Table 1 Comparative performance analysis of local and global texture descriptors

3.2 Importance of local texture descriptors

In this section, the performance of different texture descriptors is analyzed in characterizing the staining patterns of HEp-2 cell images. The corresponding results on MIVIA and SNP databases are reported in Table 1 for training–testing. Several global texture descriptors such as discrete cosine transform (DCT) [49], fast Fourier transform (FFT) [33], rotation invariant Gabor features [3], gray level co-occurrence matrix (GLCM) [20] and histograms of oriented gradients (HOG) [6] are used to represent the inherent textural properties of HEp-2 cell images. Similarly, various local texture descriptors, namely, LBP [38], \(\hbox {LBP}^{\mathrm{ri}}\) [37], \(\hbox {LBP}^{\mathrm{riu2}}\) [37] and CoALBP [35] have been used to characterize the HEp-2 staining pattern classes. From the results reported in Table 1, it can be observed that local variations of intensity patterns are proved to be more effective in differentiating staining pattern classes, than the global information obtained from the HEp-2 cell images. This observation also resembles the results reported in [9]. Hence, local texture descriptors are considered for further analysis in the current study.

3.3 Illustrative example

In order to illustrate the proposed method, let us consider HEp-2 cell images from training and test sets of MIVIA database [15], where the staining pattern classes of 734 test cell images need to be predicted based on the information of final feature set \({\mathcal {D}}\), obtained from the 721 training cell images. Six staining pattern classes are represented by the set \(\{\omega _1,\ldots ,\omega _i,\ldots ,\omega _6 \}\), where each \(\omega _i\) corresponds to one of the six possible classes, namely, Centromere, Homogeneous, Nucleolar, Coarse Speckled, Fine Speckled and Cytoplasmic, in the specified order. In this example, the parameters \(\vartheta _{given}\) and \(\delta\) are considered as 0.9 and 0.1, respectively.

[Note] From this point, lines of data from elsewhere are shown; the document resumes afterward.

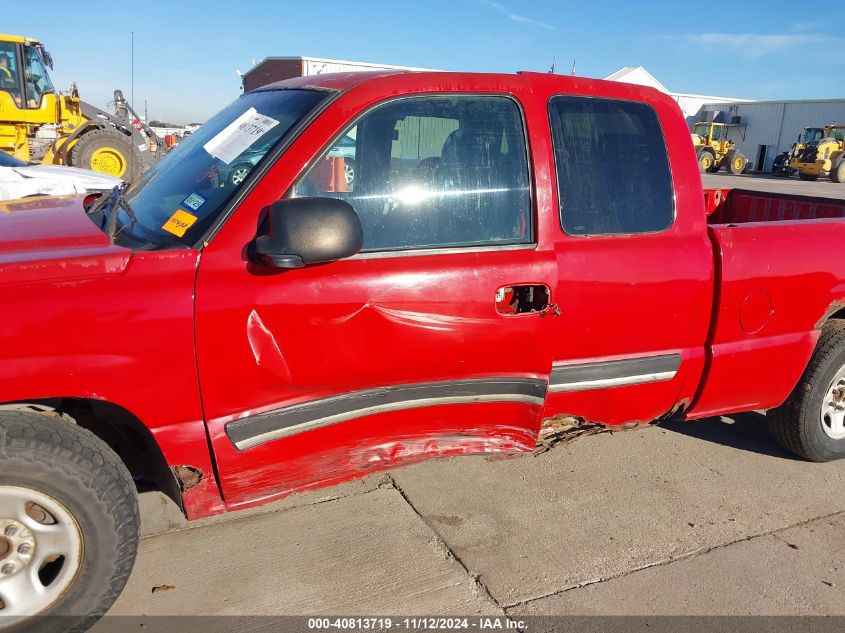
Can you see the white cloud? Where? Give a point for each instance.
(750, 45)
(515, 17)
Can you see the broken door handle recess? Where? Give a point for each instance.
(524, 299)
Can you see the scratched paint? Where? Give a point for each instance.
(265, 348)
(332, 466)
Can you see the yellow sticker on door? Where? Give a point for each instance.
(179, 222)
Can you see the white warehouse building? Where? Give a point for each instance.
(767, 128)
(760, 129)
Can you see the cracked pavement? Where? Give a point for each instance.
(708, 517)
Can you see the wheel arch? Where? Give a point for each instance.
(124, 433)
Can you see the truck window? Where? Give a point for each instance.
(612, 169)
(428, 172)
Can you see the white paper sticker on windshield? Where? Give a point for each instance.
(232, 140)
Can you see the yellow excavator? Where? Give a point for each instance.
(823, 156)
(715, 150)
(38, 124)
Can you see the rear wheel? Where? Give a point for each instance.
(68, 524)
(837, 174)
(107, 151)
(736, 162)
(811, 423)
(706, 160)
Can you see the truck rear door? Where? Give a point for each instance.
(634, 263)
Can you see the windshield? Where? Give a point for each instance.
(181, 195)
(10, 161)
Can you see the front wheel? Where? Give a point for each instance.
(837, 174)
(811, 423)
(706, 160)
(68, 524)
(108, 151)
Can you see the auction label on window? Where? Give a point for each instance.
(179, 222)
(194, 201)
(232, 140)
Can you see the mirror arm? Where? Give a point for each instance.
(282, 261)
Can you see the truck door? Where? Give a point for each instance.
(431, 341)
(634, 262)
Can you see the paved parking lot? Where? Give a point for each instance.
(706, 517)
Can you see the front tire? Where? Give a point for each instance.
(837, 174)
(706, 160)
(69, 517)
(811, 423)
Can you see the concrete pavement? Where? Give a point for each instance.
(705, 517)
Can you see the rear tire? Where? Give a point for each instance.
(108, 151)
(809, 423)
(85, 518)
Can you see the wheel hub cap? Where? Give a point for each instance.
(833, 408)
(108, 160)
(40, 552)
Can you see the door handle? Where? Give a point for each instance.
(525, 299)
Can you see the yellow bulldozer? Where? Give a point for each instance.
(823, 156)
(38, 124)
(715, 150)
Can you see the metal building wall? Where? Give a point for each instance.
(776, 124)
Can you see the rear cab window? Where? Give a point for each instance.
(612, 167)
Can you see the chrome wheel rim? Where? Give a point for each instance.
(40, 552)
(833, 407)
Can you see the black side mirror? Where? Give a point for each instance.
(302, 231)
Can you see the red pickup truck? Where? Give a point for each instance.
(508, 248)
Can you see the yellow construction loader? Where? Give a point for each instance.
(780, 166)
(39, 124)
(822, 156)
(715, 150)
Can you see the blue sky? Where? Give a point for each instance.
(186, 53)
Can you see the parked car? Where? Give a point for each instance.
(19, 179)
(513, 248)
(237, 173)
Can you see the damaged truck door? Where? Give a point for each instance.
(632, 335)
(432, 340)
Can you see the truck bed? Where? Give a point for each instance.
(779, 272)
(740, 206)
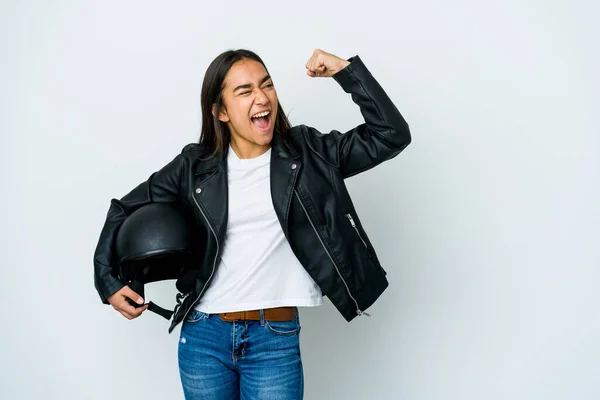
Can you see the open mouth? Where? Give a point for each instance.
(262, 120)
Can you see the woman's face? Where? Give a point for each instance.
(250, 108)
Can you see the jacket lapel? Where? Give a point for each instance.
(285, 165)
(211, 191)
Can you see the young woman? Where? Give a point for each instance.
(282, 228)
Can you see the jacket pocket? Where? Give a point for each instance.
(355, 227)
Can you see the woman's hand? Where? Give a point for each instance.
(324, 65)
(119, 302)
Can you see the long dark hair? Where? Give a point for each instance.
(215, 134)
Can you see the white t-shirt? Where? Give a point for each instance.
(258, 268)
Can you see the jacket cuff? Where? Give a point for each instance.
(106, 292)
(346, 76)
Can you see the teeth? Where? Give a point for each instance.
(263, 114)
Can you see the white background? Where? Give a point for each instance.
(488, 223)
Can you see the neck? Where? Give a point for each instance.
(249, 150)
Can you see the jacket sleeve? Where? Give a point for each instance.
(382, 136)
(162, 186)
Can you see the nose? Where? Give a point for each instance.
(261, 98)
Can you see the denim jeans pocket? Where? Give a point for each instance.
(283, 328)
(194, 316)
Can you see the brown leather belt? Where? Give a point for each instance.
(271, 314)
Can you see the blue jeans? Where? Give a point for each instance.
(246, 360)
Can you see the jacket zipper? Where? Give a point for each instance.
(214, 263)
(356, 229)
(358, 310)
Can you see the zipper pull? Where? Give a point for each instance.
(351, 223)
(361, 313)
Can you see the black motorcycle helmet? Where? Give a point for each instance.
(159, 241)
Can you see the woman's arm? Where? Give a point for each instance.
(161, 187)
(382, 136)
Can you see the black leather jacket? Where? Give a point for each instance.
(311, 201)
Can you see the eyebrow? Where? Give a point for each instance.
(249, 85)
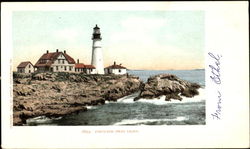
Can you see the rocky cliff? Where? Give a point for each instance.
(169, 85)
(58, 94)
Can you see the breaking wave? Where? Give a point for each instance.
(161, 100)
(145, 121)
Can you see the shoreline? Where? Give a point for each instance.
(60, 94)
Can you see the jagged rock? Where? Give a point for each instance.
(58, 94)
(169, 85)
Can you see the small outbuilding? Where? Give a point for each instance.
(88, 69)
(25, 67)
(116, 69)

Based on the assumption that all the features of a particular modality are not dominantly present in a sample, it is required to identify the set of dominant features for each sample of the training set using (2), which preserves 90% of the total energy present in the histogram of the sample. The average number of dominant features (\({\overline{d}}\)) obtained for each modality is tabulated in Table 2, which indicates that in case of modalities with large number of features, only a small portion of the feature set carries important information.

Table 2 Cardinality of initial feature set and average number of dominant features for each modality

After obtaining the dominant feature set for each sample, the probability of occurrence of a feature in the dominant sets of samples of a particular class is computed. The class specific feature set is formed for each class with only the features having probability of occurrence value greater than or equal to 0.1 in that class. Table 3 reports the cardinality of class specific feature set for two classes \(\omega _1\) (Centromere) and \(\omega _2\) (Homogeneous). From the given six classes of MIVIA data set, \({6 \atopwithdelims ()2}\) or 15 pairwise class specific feature sets are obtained for each modality. For each pair of classes, the irrelevant and insignificant features are eliminated from the pairwise class specific feature set using the maximum relevance-maximum significance criterion [29], and finally the relevance of the reduced class specific feature set is computed using (16). Table 3 presents an instance of cardinalities of initial and reduced pairwise class specific feature sets, along with the relevance of the reduced set computed for each of the 15 modalities, corresponding to the class-pair \(\{\omega _1,\omega _2 \}\).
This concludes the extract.